Docker

Running Docker Compose in production

Docker Compose is excellent for local development. Running it in production requires a few additional considerations: resource limits, health checks, log management, and a strategy for zero-downtime updates.

Resource limits

Always set mem_limit and cpus on every service. Without limits, a misbehaving container can consume all available memory and crash the host.

services:
  app:
    image: myapp:latest
    mem_limit: 512m
    cpus: 0.5
    restart: unless-stopped

Health checks

Define a healthcheck so Docker knows when a container is actually ready to serve traffic — not just started.

healthcheck:
  test: ["CMD", "curl", "-f", "http://localhost:3000/health"]
  interval: 30s
  timeout: 5s
  retries: 3
  start_period: 10s

Logging

By default Docker uses the json-file driver with no rotation. Set a max size to prevent logs from filling your disk.

logging:
  driver: json-file
  options:
    max-size: "10m"
    max-file: "3"

Zero-downtime updates

Docker Compose doesn’t support rolling updates natively.

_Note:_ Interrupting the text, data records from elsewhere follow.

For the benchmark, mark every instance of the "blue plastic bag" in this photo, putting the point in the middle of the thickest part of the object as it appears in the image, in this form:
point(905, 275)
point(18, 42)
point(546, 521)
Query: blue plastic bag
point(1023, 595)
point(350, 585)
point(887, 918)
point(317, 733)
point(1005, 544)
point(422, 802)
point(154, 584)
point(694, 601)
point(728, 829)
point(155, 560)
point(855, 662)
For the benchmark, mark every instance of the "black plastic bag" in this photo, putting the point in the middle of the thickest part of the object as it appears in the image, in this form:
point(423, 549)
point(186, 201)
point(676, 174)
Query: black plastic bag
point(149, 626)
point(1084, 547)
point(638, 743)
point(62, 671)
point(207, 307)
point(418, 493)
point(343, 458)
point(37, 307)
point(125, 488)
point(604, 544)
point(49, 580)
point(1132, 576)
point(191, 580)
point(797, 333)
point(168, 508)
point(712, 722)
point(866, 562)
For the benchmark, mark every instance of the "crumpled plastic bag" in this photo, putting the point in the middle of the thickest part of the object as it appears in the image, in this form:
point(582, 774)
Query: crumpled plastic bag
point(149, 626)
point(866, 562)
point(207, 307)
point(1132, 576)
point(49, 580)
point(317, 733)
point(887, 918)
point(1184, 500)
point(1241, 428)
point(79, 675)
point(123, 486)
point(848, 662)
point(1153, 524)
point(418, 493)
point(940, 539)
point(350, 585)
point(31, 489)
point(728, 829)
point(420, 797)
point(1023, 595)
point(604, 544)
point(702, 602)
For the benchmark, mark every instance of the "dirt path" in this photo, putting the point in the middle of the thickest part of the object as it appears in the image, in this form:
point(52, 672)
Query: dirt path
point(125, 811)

The simplest approach: use docker compose up -d --no-deps service to restart a single service. For true zero-downtime, run two instances behind a reverse proxy (Nginx Front Door) and update them one at a time.

Persistent data

Never store persistent data inside containers. Always use named volumes or bind mounts to a path on persistent block storage. This ensures data survives container rebuilds and host reboots.